Wir wollen mit einem Katalogband über den Aufbau und Umsetzung der „Kleinen Imkerei“ eine bereite Öffentlichkeitsarbeit auf die Gefährdungen der Bienen aufmerksam, gleichzeitig soll aber auch das Interesse und die Faszination an Bienen geweckt werden. Wir wollen mit dem Katalogband zeigen, wie Geflüchtete ehrenamtlich sich der verschiedenen Herausforderung gestellt haben.

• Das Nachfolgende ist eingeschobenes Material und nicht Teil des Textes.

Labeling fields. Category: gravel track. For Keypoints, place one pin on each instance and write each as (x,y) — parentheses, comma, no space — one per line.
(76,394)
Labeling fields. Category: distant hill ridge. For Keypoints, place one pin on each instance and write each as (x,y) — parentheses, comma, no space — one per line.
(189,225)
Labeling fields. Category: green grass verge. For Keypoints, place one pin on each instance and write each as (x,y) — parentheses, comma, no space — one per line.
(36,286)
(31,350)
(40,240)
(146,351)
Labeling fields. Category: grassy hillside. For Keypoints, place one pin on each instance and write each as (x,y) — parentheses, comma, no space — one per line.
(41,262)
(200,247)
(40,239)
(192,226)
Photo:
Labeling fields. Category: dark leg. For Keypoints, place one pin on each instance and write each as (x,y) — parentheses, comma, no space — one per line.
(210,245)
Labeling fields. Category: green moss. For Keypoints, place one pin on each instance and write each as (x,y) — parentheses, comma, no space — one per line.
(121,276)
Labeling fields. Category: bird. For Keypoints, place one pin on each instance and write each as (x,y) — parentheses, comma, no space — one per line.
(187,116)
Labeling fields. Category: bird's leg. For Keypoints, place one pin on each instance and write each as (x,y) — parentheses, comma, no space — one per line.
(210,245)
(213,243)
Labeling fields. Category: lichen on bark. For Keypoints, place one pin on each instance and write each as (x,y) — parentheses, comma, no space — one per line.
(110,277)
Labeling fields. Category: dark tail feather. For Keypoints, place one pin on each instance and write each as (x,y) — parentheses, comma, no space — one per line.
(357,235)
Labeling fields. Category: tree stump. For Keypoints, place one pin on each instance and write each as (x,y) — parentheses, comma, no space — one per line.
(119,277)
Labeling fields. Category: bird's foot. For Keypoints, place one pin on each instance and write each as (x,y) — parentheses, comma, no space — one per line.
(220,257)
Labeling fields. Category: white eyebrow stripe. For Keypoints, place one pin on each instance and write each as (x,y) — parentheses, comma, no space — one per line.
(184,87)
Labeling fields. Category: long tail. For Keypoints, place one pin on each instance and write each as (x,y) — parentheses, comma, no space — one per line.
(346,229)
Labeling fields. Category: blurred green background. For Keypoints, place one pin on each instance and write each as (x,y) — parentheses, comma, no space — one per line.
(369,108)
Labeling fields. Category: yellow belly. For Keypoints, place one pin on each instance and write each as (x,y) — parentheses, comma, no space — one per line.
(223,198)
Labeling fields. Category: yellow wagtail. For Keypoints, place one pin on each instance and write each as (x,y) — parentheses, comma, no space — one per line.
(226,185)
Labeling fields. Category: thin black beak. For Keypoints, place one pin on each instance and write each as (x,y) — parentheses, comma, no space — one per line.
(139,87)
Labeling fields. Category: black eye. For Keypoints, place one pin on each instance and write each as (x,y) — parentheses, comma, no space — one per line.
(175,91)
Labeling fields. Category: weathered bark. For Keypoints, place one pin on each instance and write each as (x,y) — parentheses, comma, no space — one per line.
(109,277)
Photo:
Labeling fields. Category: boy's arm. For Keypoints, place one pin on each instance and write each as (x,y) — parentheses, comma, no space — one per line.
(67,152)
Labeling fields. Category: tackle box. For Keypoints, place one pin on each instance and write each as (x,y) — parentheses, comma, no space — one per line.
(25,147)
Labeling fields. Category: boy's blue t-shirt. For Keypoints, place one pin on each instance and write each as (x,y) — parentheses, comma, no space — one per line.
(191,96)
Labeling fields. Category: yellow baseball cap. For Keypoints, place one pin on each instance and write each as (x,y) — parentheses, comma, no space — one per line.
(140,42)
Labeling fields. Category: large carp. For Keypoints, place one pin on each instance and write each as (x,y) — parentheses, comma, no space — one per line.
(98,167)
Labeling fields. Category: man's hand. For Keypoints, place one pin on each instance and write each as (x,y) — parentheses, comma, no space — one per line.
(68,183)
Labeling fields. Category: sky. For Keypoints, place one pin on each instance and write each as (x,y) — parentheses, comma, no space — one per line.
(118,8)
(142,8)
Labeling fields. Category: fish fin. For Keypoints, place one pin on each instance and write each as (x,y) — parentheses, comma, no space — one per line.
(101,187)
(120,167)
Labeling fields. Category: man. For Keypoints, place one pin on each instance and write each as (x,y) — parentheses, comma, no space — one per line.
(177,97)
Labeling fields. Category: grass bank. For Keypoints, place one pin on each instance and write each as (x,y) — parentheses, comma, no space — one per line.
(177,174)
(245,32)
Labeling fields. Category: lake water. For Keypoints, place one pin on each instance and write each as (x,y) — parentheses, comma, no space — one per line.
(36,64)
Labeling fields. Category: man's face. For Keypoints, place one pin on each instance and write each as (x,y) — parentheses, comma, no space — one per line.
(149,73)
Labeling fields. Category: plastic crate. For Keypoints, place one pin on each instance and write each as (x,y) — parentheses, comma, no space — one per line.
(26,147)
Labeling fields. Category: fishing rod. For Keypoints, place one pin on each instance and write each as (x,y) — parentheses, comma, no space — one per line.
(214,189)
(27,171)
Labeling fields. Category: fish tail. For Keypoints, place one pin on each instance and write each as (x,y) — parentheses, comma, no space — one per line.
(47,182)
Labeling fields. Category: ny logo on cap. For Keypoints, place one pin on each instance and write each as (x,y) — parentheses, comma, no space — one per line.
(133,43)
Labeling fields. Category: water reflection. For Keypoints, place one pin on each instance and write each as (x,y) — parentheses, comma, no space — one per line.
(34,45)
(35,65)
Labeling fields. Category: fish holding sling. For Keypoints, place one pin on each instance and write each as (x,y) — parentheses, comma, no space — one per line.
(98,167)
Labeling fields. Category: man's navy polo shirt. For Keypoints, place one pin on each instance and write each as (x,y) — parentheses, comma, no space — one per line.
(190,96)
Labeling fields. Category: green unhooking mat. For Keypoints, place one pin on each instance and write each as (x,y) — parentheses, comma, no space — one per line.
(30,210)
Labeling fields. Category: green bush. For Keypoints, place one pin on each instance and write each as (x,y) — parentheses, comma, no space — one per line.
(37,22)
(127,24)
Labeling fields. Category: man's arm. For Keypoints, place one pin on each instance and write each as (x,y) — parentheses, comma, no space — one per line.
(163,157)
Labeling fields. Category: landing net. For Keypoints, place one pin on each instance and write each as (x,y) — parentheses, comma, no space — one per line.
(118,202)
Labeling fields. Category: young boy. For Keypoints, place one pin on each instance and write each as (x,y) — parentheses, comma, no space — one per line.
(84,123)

Von Bienen kann man hervorragend lernen, sich ums Ganze zu kümmern. Sie machen uns bewusst, wie es um unsere Erde bestellt ist und wie wir mit unserem eigenen Leben und dem Leben auf dieser Welt umgehen. Gäbe es keine Bienen, wie sähe unsere Natur aus und wie würde sich unser Speiseplan ändern? Wir müssten nicht verhungern, aber auf alle Lebensmittel, die vitamin- und nährstoffreich sind verzichten. Die Honigbiene ist das wichtigste Bestäubungsinsekt unserer Kulturpflanzen. 75-80 % aller Blütenbesucher sind Honigbienen. Honigbienen sind faszinierende Organismen, deren Rolle und Bedeutsamkeit weltweit zunehmend Einzug in unserem Austausch finden muss.

Unsere Projektidee für 2021

Für 2021 planen wir eine Fotoausstellung mit verschiedenen Bildern aus der Arbeit mit den Bienen. Hier können wir für die Fotoausstellung ein Ausstellungskatalog erstellen. Dafür würden wir dann die Förderung einsetzten.